Hay algo peor que el bipartidismo del que tanto han renegado los precursores de la “nueva política” y que no tienen en cuenta en sus críticas. Me refiero a la tendencia de todos los partidos –incluidos los novísimos- a olvidar al ciudadano una vez emitido el voto. Lo estamos comprobando en estos días y, posiblemente, lo veremos con más claridad en los próximos meses.

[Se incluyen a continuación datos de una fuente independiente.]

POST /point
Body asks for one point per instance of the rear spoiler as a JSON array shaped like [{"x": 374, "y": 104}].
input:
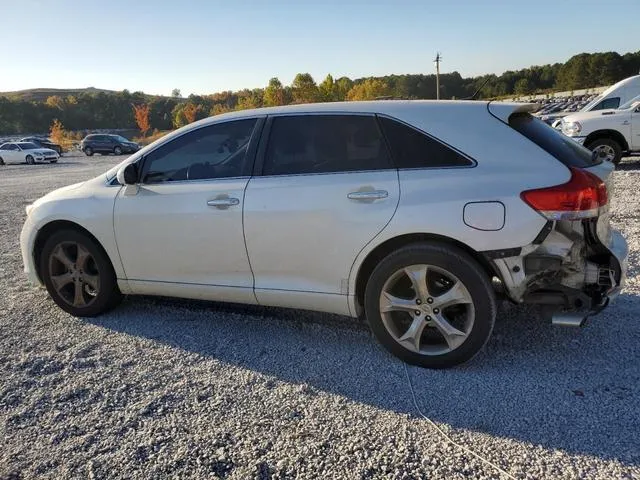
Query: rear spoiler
[{"x": 503, "y": 110}]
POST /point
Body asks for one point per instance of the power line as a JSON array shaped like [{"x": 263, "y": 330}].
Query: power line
[{"x": 437, "y": 61}]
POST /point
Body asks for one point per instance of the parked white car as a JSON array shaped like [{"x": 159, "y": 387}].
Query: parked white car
[
  {"x": 612, "y": 134},
  {"x": 415, "y": 214},
  {"x": 21, "y": 152},
  {"x": 613, "y": 97}
]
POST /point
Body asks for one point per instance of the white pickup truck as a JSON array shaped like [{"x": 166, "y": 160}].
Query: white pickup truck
[{"x": 612, "y": 133}]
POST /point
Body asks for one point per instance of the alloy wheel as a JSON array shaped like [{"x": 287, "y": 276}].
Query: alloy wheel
[
  {"x": 74, "y": 274},
  {"x": 605, "y": 152},
  {"x": 427, "y": 309}
]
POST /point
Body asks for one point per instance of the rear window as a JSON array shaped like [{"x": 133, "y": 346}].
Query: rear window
[{"x": 553, "y": 142}]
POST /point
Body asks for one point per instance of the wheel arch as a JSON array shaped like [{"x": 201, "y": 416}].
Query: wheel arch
[
  {"x": 55, "y": 226},
  {"x": 611, "y": 134},
  {"x": 374, "y": 257}
]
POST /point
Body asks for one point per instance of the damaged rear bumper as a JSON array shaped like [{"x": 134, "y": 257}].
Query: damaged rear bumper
[{"x": 574, "y": 269}]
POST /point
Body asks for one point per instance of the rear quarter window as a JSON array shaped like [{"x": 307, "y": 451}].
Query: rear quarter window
[
  {"x": 411, "y": 148},
  {"x": 553, "y": 142}
]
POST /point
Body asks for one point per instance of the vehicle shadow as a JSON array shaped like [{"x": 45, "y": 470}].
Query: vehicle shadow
[
  {"x": 569, "y": 389},
  {"x": 629, "y": 164}
]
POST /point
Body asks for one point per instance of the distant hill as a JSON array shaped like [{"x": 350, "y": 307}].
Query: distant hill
[{"x": 41, "y": 94}]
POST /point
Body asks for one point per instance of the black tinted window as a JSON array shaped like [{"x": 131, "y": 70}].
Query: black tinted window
[
  {"x": 413, "y": 149},
  {"x": 217, "y": 151},
  {"x": 324, "y": 143},
  {"x": 561, "y": 147},
  {"x": 613, "y": 102}
]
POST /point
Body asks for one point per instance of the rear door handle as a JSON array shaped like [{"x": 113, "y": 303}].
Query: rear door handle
[
  {"x": 368, "y": 195},
  {"x": 223, "y": 202}
]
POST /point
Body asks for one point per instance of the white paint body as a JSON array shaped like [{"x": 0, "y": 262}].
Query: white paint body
[{"x": 298, "y": 240}]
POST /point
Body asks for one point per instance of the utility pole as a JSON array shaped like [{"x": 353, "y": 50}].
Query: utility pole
[{"x": 437, "y": 61}]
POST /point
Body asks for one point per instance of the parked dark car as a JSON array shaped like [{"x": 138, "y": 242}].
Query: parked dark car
[
  {"x": 43, "y": 143},
  {"x": 105, "y": 143}
]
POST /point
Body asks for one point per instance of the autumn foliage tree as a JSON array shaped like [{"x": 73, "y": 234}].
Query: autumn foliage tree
[
  {"x": 370, "y": 89},
  {"x": 141, "y": 114},
  {"x": 57, "y": 132},
  {"x": 190, "y": 112}
]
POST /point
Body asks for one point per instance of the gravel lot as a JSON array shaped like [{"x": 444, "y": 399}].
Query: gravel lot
[{"x": 163, "y": 388}]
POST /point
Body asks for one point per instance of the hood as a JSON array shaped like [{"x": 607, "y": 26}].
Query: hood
[
  {"x": 583, "y": 116},
  {"x": 59, "y": 193}
]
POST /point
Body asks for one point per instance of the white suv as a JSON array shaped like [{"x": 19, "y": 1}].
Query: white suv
[
  {"x": 612, "y": 134},
  {"x": 415, "y": 214}
]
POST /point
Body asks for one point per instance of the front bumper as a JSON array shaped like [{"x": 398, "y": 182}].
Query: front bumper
[{"x": 27, "y": 244}]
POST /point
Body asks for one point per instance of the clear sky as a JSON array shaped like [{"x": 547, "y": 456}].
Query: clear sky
[{"x": 204, "y": 46}]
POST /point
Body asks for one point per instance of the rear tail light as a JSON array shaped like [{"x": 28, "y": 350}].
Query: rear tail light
[{"x": 581, "y": 197}]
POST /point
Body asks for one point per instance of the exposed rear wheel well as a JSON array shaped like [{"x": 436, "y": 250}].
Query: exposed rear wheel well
[
  {"x": 49, "y": 229},
  {"x": 611, "y": 134},
  {"x": 393, "y": 244}
]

A todos los líderes se les llena la boca hablando de “la voz de la calle”, “la gente entra en el Parlamento” o “quienes deciden son los ciudadanos”. Si de verdad se creyeran la soberanía popular tendrían que someter a disciplina su propia renuencia a pactar. El caso más claro es el del PP. Es comprensible que quienes se han pasado la legislatura y, sobre todo, la campaña electoral stricto sensu, renegando de Rajoy y de la derecha, encuentren ahora cierta dificultad para sentarse a negociar, pero el grupo más votado ha sido ése, es decir, hay más gente partidaria del PP que de cualquier otro grupo, como sucede en Valencia. Cada vez que reniegan del PP lo están haciendo de los ciudadanos que lo quieren en el gobierno. Es la realidad, aunque cueste asimilarla cuando se trata del partido al que más tirria le tenemos. Detrás de cada sigla, hay miles e incluso millones de españoles, por eso resultan tan preocupantes los cordones sanitarios que se quieren imponer. Entiendo que a un entusiasta de Iglesias le produzca acidez mirar al PP y a los populares, cuando observan a los Podemos recién llegados. Con o sin rastas. Pero, a estas alturas, deberían autoexigirse respeto hacia los votantes del resto de partidos.

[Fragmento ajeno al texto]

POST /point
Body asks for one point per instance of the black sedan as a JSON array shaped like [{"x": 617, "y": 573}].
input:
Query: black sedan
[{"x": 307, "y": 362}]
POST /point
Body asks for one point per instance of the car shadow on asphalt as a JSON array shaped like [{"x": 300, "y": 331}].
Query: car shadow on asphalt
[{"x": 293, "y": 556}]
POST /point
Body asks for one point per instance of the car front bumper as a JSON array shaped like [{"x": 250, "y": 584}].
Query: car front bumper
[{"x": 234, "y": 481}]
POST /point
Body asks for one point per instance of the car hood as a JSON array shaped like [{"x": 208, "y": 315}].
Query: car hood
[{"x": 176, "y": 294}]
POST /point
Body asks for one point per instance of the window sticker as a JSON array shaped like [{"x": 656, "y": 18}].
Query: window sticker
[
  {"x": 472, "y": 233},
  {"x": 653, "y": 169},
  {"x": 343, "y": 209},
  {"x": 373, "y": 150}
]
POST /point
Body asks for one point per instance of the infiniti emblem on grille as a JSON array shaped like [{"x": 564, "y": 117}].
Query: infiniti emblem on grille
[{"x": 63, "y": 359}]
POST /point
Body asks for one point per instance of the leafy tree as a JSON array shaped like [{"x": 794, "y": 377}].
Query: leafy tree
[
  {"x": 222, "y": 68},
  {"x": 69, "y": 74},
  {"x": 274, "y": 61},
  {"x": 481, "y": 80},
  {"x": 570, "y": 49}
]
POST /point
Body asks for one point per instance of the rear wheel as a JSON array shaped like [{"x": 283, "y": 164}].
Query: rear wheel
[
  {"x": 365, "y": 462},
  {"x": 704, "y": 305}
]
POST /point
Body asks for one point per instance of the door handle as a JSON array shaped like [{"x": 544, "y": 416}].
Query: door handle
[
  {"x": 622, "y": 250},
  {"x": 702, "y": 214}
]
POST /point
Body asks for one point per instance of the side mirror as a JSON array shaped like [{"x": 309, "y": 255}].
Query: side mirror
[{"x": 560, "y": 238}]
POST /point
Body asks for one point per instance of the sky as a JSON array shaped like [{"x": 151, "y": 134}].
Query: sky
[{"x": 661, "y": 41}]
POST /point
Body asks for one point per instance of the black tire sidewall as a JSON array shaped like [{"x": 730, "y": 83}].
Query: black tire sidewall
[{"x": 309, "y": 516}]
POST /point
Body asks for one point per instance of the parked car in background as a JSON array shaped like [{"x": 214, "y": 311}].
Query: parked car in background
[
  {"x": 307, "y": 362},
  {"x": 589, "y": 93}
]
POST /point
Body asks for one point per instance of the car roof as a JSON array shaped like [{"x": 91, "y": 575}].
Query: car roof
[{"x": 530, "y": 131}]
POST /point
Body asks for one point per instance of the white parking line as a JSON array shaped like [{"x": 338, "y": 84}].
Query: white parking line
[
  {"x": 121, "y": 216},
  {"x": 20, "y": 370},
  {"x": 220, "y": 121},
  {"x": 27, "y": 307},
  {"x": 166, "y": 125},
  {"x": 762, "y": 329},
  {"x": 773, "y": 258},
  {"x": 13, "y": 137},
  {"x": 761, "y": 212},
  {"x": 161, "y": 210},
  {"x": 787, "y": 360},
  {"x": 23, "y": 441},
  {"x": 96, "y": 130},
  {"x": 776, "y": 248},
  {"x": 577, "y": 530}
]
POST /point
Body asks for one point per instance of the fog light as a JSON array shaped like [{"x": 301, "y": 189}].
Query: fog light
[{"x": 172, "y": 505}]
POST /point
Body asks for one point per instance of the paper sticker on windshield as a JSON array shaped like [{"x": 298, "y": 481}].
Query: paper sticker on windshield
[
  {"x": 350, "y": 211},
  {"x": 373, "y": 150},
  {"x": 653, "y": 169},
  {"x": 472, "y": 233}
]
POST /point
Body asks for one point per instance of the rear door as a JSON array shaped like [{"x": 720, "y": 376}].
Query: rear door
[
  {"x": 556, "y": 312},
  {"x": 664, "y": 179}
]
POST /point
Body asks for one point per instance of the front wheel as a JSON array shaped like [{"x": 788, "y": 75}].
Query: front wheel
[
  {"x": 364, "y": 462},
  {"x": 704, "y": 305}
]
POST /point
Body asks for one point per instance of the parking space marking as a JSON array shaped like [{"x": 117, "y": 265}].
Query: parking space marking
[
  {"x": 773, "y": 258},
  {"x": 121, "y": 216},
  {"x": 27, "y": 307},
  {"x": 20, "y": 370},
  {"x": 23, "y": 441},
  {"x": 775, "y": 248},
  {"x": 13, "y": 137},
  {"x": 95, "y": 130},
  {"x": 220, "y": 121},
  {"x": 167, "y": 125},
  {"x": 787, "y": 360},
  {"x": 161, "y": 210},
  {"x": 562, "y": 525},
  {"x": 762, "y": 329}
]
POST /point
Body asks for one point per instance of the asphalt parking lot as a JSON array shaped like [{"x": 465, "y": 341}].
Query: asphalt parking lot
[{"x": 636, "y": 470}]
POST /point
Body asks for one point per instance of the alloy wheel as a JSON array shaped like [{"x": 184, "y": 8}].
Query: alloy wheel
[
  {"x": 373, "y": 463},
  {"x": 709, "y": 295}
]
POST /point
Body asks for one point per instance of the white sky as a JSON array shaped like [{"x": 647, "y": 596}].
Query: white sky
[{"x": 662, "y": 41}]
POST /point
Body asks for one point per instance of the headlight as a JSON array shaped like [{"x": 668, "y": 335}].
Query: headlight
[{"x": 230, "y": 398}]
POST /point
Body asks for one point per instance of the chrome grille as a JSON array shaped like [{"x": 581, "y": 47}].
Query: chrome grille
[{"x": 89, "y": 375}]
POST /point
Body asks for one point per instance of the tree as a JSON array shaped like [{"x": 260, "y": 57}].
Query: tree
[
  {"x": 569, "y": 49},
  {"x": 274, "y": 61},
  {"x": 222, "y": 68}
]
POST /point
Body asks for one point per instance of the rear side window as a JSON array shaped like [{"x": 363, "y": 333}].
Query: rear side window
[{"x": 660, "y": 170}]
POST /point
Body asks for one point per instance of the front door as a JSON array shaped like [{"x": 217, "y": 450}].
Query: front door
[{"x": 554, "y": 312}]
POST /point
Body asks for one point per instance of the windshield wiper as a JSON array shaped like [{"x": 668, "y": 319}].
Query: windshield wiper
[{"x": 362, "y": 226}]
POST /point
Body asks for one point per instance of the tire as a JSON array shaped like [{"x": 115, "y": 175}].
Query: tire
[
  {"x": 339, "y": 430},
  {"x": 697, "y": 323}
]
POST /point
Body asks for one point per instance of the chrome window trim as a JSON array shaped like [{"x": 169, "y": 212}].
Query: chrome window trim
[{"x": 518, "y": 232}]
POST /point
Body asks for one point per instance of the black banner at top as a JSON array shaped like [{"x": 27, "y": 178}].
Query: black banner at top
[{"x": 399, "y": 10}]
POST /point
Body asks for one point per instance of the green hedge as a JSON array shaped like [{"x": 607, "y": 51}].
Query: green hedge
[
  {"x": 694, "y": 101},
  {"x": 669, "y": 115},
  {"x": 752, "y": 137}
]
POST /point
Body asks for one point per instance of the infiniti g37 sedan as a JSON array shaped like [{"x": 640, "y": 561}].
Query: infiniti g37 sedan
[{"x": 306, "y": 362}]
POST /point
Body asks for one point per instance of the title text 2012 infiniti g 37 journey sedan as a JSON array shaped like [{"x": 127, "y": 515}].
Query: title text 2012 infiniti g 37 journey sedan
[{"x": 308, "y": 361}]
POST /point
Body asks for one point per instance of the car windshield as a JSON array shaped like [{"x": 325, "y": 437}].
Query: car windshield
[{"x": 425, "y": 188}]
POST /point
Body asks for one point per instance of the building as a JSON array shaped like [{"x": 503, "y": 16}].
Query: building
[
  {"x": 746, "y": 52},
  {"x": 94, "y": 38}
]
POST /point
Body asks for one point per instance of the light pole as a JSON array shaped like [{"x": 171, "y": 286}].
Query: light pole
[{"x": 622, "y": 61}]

Desde ese marco, el acuerdo resulta más fácil, no porque vayan a renegar de sus planteamientos sino porque sitúan su vista en lo que de verdad importa: el bien común. Llegar a pactos no es renunciar sino buscar puntos de acuerdo por el bien de los españoles sin apearse de las convicciones esenciales. El problema es que el lugar de esas convicciones hace mucho que fue sustituido por cálculos electorales. “Es el poder, estúpido”, diríamos parafraseando el célebre eslogan de la campaña de Clinton. En efecto, la repetición de las elecciones -que la mayoría de españoles no quieren, según los últimos sondeos- no debería ser una opción toda vez que los ciudadanos ya han hablado. El problema lo tienen los líderes, incapaces de repartirse el poder o de gestionarlo llegando a acuerdos sensatos que se correspondan con los deseos de los votantes. Eso significa que no vale cualquier acuerdo donde una minoría se imponga a los grupos mayoritarios o donde estos renuncien a lo que son, como ocurre en Cataluña. En la nueva política, como en la más clásica, también se olvida al ciudadano con tal de tocar poder. Eso no parece resolverlo ni los antisistema, dispuestos a perpetuarlo a su medida o a echarnos en los brazos del caos hasta poder dominarlo.